And this was the matter: Tinman had hired the glass for three days. Latish, on the very first day of the hiring, close upon dark, he had despatched imperative orders to Phippun and Company to take the glass out of his house on the spot. And why? Because, as he maintained, there was a fault in the glass causing an incongruous and absurd reflection; and he was at that moment awaiting the arrival of another chiwal-glass.
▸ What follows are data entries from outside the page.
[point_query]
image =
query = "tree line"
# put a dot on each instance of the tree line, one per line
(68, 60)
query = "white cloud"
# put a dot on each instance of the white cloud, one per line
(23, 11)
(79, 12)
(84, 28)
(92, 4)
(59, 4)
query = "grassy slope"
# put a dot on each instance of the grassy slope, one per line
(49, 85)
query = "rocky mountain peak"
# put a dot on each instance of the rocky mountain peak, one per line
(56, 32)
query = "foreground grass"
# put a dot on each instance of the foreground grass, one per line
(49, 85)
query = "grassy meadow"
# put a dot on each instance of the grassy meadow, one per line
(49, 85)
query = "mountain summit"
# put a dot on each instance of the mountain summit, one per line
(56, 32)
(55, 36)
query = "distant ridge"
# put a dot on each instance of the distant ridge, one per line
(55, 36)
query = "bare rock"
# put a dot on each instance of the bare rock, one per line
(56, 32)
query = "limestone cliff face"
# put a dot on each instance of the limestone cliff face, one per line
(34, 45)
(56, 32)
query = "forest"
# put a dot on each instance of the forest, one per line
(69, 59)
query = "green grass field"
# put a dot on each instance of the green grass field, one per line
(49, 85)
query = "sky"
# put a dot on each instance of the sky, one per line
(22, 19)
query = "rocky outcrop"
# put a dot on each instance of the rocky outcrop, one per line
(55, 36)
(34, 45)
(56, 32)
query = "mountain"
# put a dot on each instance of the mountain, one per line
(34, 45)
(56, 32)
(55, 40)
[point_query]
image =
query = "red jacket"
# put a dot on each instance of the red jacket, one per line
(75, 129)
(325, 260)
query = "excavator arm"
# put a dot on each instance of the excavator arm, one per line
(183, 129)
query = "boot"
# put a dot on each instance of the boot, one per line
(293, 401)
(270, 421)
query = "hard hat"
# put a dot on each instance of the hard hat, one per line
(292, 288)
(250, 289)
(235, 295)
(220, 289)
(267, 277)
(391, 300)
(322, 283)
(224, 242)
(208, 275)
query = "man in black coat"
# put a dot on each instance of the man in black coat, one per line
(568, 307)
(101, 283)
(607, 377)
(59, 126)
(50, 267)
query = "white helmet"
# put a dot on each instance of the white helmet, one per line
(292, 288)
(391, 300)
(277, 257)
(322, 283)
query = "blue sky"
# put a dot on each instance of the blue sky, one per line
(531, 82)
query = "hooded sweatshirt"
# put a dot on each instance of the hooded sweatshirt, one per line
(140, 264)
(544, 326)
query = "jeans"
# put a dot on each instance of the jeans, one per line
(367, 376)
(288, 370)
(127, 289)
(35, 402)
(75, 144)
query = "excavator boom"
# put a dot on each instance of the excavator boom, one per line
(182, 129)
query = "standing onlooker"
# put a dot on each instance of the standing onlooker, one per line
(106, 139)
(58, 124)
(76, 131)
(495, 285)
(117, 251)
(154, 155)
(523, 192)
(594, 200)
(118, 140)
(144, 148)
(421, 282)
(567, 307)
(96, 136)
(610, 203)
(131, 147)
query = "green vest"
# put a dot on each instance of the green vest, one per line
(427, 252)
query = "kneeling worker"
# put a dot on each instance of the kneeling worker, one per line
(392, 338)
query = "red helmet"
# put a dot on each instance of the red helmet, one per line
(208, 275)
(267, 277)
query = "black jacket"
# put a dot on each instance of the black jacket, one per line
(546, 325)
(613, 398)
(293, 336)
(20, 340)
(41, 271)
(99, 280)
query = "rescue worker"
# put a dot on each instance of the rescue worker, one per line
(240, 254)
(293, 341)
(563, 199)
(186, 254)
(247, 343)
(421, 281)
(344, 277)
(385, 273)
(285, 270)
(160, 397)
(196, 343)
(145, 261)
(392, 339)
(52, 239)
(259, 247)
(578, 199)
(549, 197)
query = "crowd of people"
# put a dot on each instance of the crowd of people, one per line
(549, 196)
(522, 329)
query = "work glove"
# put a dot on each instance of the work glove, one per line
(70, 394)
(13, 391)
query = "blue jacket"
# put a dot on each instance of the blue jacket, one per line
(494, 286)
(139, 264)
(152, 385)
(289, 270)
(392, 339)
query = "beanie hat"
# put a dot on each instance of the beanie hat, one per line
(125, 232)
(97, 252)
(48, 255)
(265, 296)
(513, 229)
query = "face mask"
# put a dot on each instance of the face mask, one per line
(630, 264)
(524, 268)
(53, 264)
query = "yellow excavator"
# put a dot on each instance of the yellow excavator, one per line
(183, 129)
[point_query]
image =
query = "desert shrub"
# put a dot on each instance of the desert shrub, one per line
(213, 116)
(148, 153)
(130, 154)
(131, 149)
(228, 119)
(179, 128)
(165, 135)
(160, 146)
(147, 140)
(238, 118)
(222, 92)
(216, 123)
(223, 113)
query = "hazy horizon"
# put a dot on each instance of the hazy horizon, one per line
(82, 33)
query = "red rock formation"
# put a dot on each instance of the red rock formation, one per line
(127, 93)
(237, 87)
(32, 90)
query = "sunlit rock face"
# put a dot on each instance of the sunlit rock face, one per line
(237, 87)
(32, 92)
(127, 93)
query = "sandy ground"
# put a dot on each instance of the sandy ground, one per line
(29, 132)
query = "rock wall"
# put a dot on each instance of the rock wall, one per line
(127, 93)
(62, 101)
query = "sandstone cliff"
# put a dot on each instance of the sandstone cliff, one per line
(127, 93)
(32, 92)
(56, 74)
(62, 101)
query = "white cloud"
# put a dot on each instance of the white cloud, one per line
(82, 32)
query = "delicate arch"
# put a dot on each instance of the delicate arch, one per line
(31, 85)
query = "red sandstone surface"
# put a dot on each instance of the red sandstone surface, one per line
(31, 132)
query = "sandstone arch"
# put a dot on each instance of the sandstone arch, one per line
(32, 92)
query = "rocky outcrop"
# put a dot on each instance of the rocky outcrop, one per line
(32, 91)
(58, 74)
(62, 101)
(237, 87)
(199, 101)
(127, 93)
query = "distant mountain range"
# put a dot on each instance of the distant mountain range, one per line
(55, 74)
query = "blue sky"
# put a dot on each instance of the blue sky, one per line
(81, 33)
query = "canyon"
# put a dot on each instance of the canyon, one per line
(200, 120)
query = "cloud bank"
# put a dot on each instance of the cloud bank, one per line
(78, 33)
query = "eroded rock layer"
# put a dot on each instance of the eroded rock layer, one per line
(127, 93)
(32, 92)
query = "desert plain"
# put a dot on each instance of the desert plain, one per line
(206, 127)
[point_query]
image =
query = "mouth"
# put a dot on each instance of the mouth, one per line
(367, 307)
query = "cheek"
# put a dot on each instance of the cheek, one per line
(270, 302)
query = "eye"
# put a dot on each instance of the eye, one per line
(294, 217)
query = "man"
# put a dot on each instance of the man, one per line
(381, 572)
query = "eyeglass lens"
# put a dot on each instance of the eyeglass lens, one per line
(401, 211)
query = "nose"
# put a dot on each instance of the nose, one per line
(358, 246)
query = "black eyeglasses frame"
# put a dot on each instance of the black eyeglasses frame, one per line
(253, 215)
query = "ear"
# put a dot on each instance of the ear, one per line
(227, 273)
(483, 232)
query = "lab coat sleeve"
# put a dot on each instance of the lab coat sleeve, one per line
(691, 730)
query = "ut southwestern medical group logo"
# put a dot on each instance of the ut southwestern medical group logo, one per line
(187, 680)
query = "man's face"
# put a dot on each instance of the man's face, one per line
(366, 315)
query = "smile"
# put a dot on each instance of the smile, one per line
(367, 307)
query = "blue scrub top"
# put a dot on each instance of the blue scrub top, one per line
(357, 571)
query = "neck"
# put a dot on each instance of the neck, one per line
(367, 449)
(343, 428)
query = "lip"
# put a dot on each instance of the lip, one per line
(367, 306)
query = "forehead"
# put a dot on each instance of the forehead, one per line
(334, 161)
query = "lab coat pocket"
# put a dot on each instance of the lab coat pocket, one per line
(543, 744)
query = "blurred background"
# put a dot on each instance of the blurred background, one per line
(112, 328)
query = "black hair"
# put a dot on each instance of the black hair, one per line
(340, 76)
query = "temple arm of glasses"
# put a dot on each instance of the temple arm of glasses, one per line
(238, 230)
“Cut along, Ned,” said Crickledon.

“What the deuce does he want with a chiwal-glass at all?” cried Mr. Smith, endangering the flow of the story by suggesting to the narrator that he must “hark back,” which to him was equivalent to the jumping of a chasm hindward. Happily his brain had seized a picture:

“Mr. Tinman, he’s a-standin’ in his best Court suit.”

Mr. Tinmau’s old schoolmate gave a jump; and no wonder.

“Standing?” he cried; and as the act of standing was really not extraordinary, he fixed upon the suit: “Court?”

“So Mrs. Cavely told me, it was what he was standin’ in, and as I found ‘m I left ‘m,” said Crummins.

“He’s standing in it now?” said Mr. Van Diemen Smith, with a great gape.

Crummins doggedly repeated the statement. Many would have ornamented it in the repetition, but he was for bare flat truth.

“He must be precious proud of having a Court suit,” said Mr. Smith, and gazed at his daughter so glassily that she smiled, though she was impatient to proceed to Mrs. Crickledon’s lodgings.